There is, once you consider the shape normality of these games, very little difference between humanoids. The Super Mutants have the excuse that they were reformed into shapes they did not want, that some fight against this to retain their individuality. What excuse do the humans have? They are all able-bodied and, other than knowledge differences, they are quite able to do just about anything.

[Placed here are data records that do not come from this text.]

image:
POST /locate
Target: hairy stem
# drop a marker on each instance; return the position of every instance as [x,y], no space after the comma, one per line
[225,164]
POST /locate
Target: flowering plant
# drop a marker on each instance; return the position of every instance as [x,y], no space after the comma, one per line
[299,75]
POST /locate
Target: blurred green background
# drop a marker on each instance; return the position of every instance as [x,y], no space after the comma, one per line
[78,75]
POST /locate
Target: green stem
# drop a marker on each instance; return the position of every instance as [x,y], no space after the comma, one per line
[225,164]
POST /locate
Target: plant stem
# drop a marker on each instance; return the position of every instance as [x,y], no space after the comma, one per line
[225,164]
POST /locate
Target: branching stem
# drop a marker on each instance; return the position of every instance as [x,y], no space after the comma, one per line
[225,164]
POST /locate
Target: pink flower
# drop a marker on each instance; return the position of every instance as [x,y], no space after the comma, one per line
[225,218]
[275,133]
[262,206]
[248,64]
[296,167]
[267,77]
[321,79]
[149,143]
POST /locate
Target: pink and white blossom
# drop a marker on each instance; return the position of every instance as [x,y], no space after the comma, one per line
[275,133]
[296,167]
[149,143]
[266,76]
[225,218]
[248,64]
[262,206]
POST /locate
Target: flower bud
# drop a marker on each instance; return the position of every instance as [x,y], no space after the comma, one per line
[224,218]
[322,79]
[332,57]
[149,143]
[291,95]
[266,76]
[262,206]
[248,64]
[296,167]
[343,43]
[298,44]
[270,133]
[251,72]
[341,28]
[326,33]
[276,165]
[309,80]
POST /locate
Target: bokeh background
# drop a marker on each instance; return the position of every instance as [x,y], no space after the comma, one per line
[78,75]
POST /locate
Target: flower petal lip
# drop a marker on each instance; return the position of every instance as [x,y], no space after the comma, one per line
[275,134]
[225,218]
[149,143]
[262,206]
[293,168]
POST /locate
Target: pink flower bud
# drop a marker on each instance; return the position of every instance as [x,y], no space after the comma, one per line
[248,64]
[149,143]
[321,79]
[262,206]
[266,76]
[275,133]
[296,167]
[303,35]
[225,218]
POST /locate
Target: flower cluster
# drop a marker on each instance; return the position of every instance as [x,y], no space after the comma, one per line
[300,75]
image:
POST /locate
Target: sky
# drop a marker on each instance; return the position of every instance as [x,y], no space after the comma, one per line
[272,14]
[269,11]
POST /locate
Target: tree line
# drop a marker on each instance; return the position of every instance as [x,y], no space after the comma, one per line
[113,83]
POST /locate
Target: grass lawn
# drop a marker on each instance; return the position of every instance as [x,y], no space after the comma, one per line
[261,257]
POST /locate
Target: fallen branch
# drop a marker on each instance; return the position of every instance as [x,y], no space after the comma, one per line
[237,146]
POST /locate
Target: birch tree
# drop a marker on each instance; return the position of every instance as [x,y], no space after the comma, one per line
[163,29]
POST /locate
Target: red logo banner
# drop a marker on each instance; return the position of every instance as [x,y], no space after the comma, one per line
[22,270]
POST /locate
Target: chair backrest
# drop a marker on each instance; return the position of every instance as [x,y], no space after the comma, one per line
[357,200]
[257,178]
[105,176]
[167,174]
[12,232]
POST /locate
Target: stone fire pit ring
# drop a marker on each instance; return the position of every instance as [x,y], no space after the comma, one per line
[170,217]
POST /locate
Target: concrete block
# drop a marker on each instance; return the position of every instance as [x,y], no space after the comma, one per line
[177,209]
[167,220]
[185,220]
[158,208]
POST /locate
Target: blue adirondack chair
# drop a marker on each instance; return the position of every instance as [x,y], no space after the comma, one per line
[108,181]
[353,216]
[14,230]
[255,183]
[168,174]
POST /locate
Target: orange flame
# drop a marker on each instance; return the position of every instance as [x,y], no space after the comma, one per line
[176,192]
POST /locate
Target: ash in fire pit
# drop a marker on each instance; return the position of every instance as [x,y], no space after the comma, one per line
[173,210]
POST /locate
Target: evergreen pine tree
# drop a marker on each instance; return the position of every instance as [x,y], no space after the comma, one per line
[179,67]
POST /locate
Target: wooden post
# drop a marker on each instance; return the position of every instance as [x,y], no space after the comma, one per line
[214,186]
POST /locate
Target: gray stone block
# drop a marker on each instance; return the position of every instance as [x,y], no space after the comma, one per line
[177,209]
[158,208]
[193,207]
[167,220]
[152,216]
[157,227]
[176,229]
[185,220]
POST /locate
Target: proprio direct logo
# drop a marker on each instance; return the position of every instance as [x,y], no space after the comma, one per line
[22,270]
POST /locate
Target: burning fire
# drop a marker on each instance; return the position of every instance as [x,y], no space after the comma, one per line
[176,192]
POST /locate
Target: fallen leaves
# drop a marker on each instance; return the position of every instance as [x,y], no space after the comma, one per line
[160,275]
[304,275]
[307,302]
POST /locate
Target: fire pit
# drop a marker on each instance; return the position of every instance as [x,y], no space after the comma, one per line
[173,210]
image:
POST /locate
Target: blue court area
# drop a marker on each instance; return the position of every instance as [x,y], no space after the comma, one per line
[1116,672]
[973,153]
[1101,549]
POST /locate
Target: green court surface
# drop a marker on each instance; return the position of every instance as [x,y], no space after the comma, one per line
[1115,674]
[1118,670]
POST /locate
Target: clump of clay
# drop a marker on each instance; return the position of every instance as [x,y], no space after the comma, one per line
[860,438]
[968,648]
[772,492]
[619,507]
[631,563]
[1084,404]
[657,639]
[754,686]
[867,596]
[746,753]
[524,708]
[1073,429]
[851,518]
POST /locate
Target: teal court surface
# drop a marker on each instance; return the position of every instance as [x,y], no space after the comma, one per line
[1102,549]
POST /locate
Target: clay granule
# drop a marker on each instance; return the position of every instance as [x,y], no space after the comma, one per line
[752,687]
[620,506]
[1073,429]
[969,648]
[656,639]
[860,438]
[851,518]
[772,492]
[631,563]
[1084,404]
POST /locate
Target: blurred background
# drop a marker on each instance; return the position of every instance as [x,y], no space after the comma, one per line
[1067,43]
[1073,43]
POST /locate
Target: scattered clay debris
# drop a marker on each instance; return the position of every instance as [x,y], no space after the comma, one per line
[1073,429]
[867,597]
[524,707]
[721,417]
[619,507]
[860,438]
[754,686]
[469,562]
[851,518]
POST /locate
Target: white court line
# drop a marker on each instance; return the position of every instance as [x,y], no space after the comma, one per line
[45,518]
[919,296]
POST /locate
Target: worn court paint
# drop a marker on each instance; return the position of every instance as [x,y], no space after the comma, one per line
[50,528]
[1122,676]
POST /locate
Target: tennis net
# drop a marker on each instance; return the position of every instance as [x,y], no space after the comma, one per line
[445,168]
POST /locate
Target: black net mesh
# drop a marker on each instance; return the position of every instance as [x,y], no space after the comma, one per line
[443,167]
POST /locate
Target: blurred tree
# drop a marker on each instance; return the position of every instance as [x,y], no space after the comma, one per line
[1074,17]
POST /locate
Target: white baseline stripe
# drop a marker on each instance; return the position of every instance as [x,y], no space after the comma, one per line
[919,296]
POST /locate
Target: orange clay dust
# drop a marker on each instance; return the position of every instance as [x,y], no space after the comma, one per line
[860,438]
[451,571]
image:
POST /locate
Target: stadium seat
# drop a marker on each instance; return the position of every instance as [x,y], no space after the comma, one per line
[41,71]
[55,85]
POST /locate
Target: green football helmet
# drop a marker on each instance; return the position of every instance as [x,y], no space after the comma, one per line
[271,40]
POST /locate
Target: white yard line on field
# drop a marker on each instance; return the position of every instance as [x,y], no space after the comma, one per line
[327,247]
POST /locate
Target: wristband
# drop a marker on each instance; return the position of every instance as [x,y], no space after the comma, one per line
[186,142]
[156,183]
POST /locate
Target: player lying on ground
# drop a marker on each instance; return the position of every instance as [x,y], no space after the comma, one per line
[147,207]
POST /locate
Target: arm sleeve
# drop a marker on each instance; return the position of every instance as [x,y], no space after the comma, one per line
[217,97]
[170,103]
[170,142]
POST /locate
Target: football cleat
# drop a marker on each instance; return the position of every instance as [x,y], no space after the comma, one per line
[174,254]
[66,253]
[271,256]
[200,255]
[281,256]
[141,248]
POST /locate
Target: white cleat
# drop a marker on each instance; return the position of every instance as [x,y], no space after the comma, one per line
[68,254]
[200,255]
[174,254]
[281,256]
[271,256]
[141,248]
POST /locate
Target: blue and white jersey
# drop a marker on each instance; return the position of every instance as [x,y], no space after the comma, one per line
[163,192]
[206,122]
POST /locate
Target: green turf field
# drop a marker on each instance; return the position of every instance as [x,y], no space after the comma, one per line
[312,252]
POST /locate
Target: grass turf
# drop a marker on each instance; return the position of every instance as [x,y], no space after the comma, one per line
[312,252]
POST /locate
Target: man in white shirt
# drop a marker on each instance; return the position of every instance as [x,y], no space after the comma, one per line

What limits one character from doing the things the player does, taking on the quests the player does? In what way, really, is the The Wanderer and The Courier all that different from the rest of the world other than being player controlled? They all have the same functionality, the same general proportions. If all radiation is apparently “good”, what is stopping another character from taking care of the problems the player is forced to deal with? Put another way, why the is the player-character special?

The Wasteland and The Mojave are supposed to be vast areas of trouble. They are supposed to have dangers at every turn, have creatures big and small that can kill, maim or otherwise disrupt the life of any other creature. Where, other than the occasional dead body, is that depicted? Where are the babies born with defects? Where are the people who struggle to find their identity when changed through fate or circumstances, those scarred by war and violence? Where, essentially, is the struggle if everyone is the same? Did, while I was not looking, the Master’s plan come into effect? Are all people really the same in Fallout 3? Are all of them able-bodied, nondisabled, yet somehow unable to get anything done on their own?

2 thoughts on “Why is everyone able-bodied in The Wasteland?

  1. tangentially related, “Katawa Shoujo” has an excellent cast of disabled characters!

    I’m guessing the lack of lost limbs in FPSs is more due to saving money than a lack of desire for verisimilitude.

    • “tangentially related, “Katawa Shoujo” has an excellent cast of disabled characters!”

      Oh? *Googles it* Ah, yes. I see. Neat. It’s for Linux too? Very cool. I’ll add it to the list of things to check out.

      “I’m guessing the lack of lost limbs in FPSs is more due to saving money than a lack of desire for verisimilitude.”

      To be sure, yes. I know that’s the real reason. It’s far easier to make a world with a handful of objects and then change their appearance only. From a programming point of view, I understand the reasoning.

      Still, once I got to thinking about it, it struck me as rather strange. Then, in light of the post before it, I got to thinking about the developer’s intended shape for players — something else I didn’t note is the lack of over- or under-weight people too. The normality of Fallout 3 is kinda extreme in that way. Everyone is basically the same, the range or genetic expressions is quite small.

      Not unlike the Desire Demon for BioWare, Bethesda could have explained this lack of diversity in a number of ways that would have contributed to the narrative of the world:

      • Infections are a constant threat. If you have a large enough wound, you will die. Supplies, since they are so limited, are not shared with those who have gangrene or other related conditions.
      • Those that survived in The Wasteland have genes that give them some regenerative powers. (Questionable, yes, but makes in-game sense.)
      • “Can’t work, don’t eat.” Those that were born with or gained some deformity slowly die off as worth is measured in what they contribute to society. Anyone not able to produce is eventually killed in this way.
      • Roman Way: Babies with deformities are left to be eaten or die on their own. (Yes, they actually did that.)
      • Omelas Syndrome: read “The Ones Who Walk Away From Omelas” for the reference.